Agent-Fence: Mapping Security Vulnerabilities Across Deep Research Agents

TL;DR

AgentFence introduces an architecture-centric security evaluation for deep research agents, identifying vulnerabilities across planning, memory, and tool use, and analyzing security failure rates and classes in multi-turn interactions.

Contribution

It defines 14 trust-boundary attack classes, proposes trace-auditable conversation breaks for detection, and evaluates security variation across different agent architectures.

Findings

Security break rates vary significantly across architectures.

Operational attack classes are most prevalent.

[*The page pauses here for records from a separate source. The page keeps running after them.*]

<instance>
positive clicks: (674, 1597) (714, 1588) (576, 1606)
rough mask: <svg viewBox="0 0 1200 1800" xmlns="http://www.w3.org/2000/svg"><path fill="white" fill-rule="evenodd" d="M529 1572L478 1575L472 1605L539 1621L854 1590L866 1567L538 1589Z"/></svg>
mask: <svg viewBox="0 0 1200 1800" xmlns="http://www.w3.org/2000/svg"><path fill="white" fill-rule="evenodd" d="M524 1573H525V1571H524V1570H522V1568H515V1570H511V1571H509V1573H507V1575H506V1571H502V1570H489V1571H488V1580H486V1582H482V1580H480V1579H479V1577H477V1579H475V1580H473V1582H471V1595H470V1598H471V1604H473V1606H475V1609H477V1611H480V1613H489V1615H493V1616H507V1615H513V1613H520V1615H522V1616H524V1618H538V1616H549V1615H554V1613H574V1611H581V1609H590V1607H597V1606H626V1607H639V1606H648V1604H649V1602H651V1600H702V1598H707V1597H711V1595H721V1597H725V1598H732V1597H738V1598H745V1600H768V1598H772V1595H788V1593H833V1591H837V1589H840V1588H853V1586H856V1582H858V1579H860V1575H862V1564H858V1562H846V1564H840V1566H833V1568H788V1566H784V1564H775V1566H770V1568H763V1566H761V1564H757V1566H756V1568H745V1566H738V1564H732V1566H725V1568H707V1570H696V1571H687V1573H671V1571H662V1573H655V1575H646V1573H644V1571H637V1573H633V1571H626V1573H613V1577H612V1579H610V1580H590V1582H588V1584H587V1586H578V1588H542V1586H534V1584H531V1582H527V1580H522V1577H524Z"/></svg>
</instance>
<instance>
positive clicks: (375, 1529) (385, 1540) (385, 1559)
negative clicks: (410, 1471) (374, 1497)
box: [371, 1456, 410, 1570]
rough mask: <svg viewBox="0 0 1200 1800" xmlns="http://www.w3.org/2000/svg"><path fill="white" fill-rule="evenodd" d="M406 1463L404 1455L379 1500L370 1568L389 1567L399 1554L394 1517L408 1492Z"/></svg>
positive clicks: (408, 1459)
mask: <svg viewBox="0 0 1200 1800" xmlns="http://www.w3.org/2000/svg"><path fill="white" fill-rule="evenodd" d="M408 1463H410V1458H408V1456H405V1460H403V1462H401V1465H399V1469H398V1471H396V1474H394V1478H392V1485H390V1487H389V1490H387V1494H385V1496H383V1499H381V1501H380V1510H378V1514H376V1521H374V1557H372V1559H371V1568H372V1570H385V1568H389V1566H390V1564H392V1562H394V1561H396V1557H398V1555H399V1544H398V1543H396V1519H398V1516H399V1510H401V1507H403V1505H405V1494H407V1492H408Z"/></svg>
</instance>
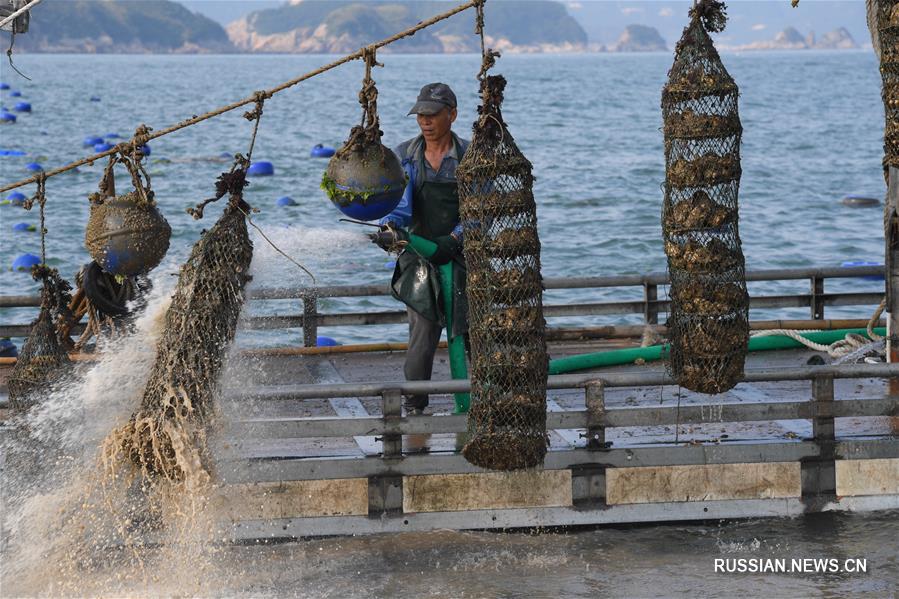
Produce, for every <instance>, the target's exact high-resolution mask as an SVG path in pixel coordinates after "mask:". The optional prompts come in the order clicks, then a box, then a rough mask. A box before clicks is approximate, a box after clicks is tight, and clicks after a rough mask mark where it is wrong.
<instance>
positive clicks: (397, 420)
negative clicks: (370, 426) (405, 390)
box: [381, 389, 403, 459]
mask: <svg viewBox="0 0 899 599" xmlns="http://www.w3.org/2000/svg"><path fill="white" fill-rule="evenodd" d="M381 401H382V410H383V414H384V436H383V437H382V438H381V446H382V447H383V450H382V455H383V456H384V458H385V459H388V458H401V457H403V436H402V435H401V434H400V432H399V428H398V425H399V423H400V419H401V418H402V416H403V394H402V393H400V391H399V390H398V389H388V390H386V391H384V392H383V393H381Z"/></svg>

Boundary violations are the dominant cause of failures.

Abstract

Large language models are increasingly deployed as *deep agents* that plan, maintain persistent state, and invoke external tools, shifting safety failures from unsafe text to unsafe *trajectories*. We introduce **AgentFence**, an architecture-centric security evaluation that defines 14 trust-boundary attack classes spanning planning, memory, retrieval, tool use, and delegation, and detects failures via *trace-auditable conversation breaks* (unauthorized or unsafe tool use, wrong-principal actions, state/objective integrity violations, and attack-linked deviations). Holding the base model fixed, we evaluate eight agent archetypes under persistent multi-turn interaction and observe substantial architectural variation in mean security break rate (MSBR), ranging from $0.29 \pm 0.04$ (LangGraph) to $0.51 \pm 0.07$ (AutoGPT). The highest-risk classes are operational: Denial-of-Wallet ($0.62 \pm 0.08$), Authorization Confusion ($0.54 \pm 0.10$), Retrieval Poisoning ($0.47 \pm 0.09$), and Planning Manipulation ($0.44 \pm 0.11$), while prompt-centric classes remain below $0.20$ under standard settings. Breaks are dominated by boundary violations (SIV 31%, WPA 27%, UTI+UTA 24%, ATD 18%), and authorization confusion correlates with objective and tool hijacking ($\rho \approx 0.63$ and $\rho \approx 0.58$). AgentFence reframes agent security around what matters operationally: whether an agent stays within its goal and authority envelope over time.